The Steel Demand Index, compiled from our weekly survey data, now stands at 56.0, down from 63.5 at the beginning of March and off from a four-year high of 65.0 in late February.

Momentum turned at the start of the year. An added bounce in February, likely backed by the threat of tariffs and higher mill prices, spilled over into March, padded by a frenzy of buying orders pulled forward.

But with a lot hanging in the balance ahead of April 2 – Trump’s self-proclaimed “Liberation Day” – demand momentum has eased some.

Methodology

Derived from the market surveys SMU conducts every two weeks, the index compares lead times and demand to create a diffusion index. This index has historically preceded lead times, which is notable given that lead times are often seen as a leading indicator of steel price moves. An index score above 50 indicates rising demand and a score below 50 suggests declining demand.

Figure 1 shows the nearly 13-year history of the index on the left and provides a closer look at the Steel Demand Index readings of the past two years on the right.

Some background

The flat-rolled market had some bright spots last year, but overall demand struggled, and prices ground lower, turning the index into contraction for the better part of 2024. Trend shifts came only on the backs of some short-lived impetus from mill price hikes.

But the index revealed there wasn’t much underlying demand for steady growth. And 2024 was marked by large-volume buyers finding discounted steel, most working through elevated inventories and weak end-market demand.

State of play

The arrival of a new administration and the renewed threat of tariffs ignited demand in late 2024, especially in Q1’25. Mills were unified in their pricing stance, and buyers were keen to get in ahead of the increases. Contract and spot buys were pulled forward, mills nearly stopped negotiating, and lead times moved out.
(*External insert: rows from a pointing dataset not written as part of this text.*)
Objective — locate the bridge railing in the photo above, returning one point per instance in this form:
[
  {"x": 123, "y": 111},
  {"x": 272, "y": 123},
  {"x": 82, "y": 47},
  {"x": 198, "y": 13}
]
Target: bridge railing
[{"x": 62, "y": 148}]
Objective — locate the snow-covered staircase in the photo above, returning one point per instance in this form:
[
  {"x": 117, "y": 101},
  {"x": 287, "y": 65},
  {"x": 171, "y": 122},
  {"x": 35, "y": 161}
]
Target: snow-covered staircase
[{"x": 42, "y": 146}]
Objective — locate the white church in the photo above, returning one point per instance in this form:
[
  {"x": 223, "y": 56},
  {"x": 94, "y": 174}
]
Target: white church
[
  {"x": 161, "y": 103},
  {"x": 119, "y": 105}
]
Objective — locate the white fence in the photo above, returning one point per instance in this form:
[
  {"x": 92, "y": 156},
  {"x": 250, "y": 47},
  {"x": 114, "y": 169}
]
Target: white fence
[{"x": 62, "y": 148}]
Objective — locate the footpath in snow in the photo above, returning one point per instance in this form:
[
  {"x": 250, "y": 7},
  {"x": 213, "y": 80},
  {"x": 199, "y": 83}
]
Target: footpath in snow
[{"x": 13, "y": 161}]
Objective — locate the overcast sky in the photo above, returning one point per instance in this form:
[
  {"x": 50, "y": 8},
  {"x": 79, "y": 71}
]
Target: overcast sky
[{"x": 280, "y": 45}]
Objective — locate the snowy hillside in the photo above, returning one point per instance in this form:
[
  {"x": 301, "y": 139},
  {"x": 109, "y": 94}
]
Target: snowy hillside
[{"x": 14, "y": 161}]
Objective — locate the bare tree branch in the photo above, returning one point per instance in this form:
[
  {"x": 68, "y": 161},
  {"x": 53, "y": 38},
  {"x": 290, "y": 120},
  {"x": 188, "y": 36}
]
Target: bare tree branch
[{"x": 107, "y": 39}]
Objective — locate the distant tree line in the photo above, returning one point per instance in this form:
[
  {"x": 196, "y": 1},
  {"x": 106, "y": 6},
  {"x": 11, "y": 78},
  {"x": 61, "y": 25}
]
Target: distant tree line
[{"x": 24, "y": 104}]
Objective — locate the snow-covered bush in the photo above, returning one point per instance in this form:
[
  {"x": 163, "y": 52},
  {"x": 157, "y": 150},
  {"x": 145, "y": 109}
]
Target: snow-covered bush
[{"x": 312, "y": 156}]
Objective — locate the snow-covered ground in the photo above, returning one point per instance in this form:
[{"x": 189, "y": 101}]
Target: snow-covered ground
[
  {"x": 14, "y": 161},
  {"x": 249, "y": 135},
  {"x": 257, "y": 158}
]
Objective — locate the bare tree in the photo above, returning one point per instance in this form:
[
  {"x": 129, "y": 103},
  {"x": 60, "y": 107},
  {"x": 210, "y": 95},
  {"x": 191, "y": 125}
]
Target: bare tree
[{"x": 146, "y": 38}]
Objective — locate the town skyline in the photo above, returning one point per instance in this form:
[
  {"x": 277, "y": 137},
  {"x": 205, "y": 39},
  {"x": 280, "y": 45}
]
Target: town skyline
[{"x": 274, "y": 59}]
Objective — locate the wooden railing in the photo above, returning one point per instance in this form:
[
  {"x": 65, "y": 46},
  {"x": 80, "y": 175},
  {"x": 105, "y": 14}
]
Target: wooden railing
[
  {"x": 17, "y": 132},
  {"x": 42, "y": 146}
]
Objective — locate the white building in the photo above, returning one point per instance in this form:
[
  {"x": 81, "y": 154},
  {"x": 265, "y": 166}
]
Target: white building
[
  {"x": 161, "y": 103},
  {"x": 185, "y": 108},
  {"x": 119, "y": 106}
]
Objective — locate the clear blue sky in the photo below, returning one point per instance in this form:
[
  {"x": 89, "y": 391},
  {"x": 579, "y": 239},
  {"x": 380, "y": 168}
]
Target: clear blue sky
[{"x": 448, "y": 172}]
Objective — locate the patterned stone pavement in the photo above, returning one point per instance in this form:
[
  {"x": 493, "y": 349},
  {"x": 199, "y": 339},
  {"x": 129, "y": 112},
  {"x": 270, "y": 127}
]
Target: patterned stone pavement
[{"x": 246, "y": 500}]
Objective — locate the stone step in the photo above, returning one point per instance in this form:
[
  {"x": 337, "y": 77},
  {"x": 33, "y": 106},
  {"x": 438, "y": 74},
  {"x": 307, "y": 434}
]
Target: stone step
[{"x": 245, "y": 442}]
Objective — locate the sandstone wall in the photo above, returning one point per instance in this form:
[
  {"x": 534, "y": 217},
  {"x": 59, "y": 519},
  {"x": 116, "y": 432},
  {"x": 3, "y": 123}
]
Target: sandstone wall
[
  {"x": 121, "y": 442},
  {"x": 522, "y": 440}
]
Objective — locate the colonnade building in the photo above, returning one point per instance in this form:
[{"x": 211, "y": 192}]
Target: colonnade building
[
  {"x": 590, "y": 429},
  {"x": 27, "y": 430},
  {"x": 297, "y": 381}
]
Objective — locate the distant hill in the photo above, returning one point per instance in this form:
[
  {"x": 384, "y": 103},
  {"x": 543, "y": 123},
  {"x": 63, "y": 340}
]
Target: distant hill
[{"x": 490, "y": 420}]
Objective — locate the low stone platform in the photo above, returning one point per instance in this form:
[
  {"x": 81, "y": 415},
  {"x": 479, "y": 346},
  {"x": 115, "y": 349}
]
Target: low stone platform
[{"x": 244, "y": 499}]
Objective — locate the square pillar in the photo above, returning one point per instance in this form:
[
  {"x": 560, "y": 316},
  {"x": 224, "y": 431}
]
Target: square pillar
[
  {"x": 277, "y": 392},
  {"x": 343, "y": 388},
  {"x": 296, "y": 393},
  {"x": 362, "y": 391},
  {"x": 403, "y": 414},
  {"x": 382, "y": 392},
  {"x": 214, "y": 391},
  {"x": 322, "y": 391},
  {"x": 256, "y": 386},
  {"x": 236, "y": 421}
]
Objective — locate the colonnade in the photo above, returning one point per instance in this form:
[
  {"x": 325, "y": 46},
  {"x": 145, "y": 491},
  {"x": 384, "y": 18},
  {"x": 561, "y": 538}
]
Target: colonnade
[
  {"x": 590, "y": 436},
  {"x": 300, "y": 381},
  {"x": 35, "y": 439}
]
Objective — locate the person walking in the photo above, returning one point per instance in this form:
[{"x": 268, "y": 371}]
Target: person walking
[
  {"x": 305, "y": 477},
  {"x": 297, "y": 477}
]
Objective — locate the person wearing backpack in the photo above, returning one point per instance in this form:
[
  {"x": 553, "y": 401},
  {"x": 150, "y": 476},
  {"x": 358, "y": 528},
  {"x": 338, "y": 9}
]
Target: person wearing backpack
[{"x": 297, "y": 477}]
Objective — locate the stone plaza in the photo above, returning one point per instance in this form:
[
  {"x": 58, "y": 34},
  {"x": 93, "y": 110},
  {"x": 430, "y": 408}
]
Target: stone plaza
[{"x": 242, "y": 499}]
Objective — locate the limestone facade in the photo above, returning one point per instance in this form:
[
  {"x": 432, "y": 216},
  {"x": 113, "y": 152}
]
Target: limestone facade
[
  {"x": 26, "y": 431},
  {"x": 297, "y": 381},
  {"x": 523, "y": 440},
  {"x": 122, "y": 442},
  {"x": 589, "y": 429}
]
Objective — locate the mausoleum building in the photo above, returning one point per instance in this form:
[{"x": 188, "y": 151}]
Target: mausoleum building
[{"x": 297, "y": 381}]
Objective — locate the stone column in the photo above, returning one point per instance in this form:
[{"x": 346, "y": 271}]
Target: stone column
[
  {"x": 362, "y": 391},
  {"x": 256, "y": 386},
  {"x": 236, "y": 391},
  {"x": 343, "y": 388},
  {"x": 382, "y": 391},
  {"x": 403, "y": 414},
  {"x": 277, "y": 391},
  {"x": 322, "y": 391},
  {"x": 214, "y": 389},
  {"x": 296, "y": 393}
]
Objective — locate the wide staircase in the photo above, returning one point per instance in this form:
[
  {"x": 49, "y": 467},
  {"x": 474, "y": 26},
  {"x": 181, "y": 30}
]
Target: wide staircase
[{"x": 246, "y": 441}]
And hot-rolled (HR) coil prices responded, rising by nearly $300 per short ton (st) in just about nine weeks.

Lead times, which had been slipping and nearing 4.5 weeks, stretched out to nearly 6 weeks in early March. They have since tightened up a bit, edging down to 5.6 weeks on average in our latest assessment on March 19.

HR coil prices have seen a similar trend, reaching $950 per short ton (st) in early March, but have since ticked down on average to $945/st, according to SMU’s latest check of the market on Tuesday, March 25.

For nearly a decade, SMU’s steel demand diffusion index has preceded moves in mill lead times (Figure 2), and SMU’s lead times have also been a leading indicator of flat-rolled steel prices, particularly for HRC (Figure 3).

What to watch for

While demand is steady and still showing growth, the recent tariff-driven buying surge has slowed. Buyers seem more cautious, waiting on next week’s trade announcements.

But aside from the unknown of the latest political landscape shift, could some of the perceived curtailment in buying be a result of lead times now stretching into the slow summer months?

Time will tell if the uncertainty around tariffs has led to the apparent shift in buying, or if it’s driven largely by balanced inventories moving into the back half of H1. Nevertheless, we’ll know soon enough. Maybe as soon as next week.

Editor’s note

Demand, lead times, and prices are based on the average data from manufacturers and steel service centers participating in SMU’s market trends analysis surveys. Our demand and lead times do not predict prices but are leading indicators of overall market dynamics and potential pricing dynamics. Look to your mill rep for actual lead times and prices.